A man wearing a face mask torched four ATMs in the upper-middle class neighborhood of Brooklin. Bank security cameras showed the attacker spreading alcohol on the machines and using a match to set them on fire.

At least two attackers hurled Molotov cocktails at a bank in the Pompeia district, causing little damage, the press department said.

CountryWatch: Brazil

Police wouldn't discuss possible motives behind the new attacks. But the newspaper reported they fit a pattern that has led to many deaths in Sao Paulo this year.

Anchored in local prisons, the PCC is led by hardened criminals who issue their orders via cell phones and instructions given to their attorneys and visiting relatives.
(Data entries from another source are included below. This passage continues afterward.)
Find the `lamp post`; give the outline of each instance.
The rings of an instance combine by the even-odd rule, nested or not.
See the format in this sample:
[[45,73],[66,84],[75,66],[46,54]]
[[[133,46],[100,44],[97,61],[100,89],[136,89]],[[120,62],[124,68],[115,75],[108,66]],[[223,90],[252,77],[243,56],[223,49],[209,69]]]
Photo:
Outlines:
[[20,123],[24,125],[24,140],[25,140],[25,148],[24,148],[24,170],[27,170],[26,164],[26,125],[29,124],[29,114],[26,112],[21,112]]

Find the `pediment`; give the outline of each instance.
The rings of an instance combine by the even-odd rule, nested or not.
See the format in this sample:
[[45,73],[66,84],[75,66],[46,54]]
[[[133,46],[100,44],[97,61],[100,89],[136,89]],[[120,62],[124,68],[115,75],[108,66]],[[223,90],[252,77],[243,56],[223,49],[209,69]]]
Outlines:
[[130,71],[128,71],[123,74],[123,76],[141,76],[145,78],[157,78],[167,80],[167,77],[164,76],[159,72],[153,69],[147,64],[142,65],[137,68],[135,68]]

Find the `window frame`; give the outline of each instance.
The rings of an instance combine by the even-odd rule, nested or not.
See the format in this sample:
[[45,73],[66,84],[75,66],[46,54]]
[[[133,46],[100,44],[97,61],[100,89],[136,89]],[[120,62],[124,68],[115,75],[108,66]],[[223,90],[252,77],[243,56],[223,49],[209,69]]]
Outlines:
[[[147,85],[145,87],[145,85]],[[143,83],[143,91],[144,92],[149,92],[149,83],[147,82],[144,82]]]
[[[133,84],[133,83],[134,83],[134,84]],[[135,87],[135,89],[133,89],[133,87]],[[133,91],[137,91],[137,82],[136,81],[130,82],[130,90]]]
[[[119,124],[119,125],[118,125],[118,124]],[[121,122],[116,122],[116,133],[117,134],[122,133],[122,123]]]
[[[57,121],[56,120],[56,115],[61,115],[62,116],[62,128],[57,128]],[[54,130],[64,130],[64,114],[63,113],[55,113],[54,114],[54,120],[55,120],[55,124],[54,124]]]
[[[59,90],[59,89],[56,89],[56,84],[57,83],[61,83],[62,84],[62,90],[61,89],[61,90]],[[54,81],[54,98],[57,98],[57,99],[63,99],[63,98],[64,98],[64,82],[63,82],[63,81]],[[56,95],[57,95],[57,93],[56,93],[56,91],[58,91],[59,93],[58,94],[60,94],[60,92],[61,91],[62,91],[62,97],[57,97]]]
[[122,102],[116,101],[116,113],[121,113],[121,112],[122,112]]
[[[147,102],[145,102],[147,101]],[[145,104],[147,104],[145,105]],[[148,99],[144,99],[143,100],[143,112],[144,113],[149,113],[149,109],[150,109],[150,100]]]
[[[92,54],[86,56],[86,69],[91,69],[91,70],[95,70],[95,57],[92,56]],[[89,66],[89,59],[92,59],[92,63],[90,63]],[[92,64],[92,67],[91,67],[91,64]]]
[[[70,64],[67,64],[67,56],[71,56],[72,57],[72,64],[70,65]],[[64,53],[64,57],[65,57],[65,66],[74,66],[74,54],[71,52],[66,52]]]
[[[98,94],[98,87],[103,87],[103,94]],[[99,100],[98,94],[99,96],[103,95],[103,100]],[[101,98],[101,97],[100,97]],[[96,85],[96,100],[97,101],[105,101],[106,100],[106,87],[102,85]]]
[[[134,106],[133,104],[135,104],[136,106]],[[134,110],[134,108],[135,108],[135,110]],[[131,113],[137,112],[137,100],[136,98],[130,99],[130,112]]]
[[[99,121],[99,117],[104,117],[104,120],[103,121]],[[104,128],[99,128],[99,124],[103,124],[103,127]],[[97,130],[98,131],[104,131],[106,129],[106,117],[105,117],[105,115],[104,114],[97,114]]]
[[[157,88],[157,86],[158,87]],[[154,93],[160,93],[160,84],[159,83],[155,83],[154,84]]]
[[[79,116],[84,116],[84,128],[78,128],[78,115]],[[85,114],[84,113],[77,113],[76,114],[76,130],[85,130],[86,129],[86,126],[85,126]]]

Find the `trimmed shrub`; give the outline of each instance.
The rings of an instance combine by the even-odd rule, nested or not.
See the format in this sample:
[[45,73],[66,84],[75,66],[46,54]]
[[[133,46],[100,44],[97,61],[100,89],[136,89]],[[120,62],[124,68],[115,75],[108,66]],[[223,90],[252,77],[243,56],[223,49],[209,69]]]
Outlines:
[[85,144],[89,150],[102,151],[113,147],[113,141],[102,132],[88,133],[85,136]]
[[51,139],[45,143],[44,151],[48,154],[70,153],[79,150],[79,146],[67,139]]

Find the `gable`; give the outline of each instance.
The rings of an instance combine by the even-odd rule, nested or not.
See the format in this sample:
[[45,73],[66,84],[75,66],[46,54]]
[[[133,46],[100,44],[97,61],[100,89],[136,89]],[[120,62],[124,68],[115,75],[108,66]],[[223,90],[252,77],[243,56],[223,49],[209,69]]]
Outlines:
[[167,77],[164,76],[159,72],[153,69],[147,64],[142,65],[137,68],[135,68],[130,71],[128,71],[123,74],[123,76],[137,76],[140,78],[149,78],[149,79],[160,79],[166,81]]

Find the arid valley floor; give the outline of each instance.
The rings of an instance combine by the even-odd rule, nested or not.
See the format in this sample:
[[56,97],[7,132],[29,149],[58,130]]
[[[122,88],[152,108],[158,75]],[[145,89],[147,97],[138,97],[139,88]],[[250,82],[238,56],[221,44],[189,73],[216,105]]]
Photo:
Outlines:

Authorities say the group is behind a series of attacks against police and civilian targets that have killed more than 200 people since May.

Earlier this month, the PCC kidnapped a television reporter and forced his station to broadcast a video in which it called for improvements in the country's prison system. The reporter was released unharmed.

The PCC was originally formed in the 1990s to press for improved prison conditions, but quickly began using its power inside prisons to direct drug and arms trafficking, bank holdups, kidnappings, extortion and killings on the outside.

Police say the gang is responsible for organizing most of the prison rebellions in Sao Paulo state and exerts influence over 95 percent of the 140,000 prison inmates in the state.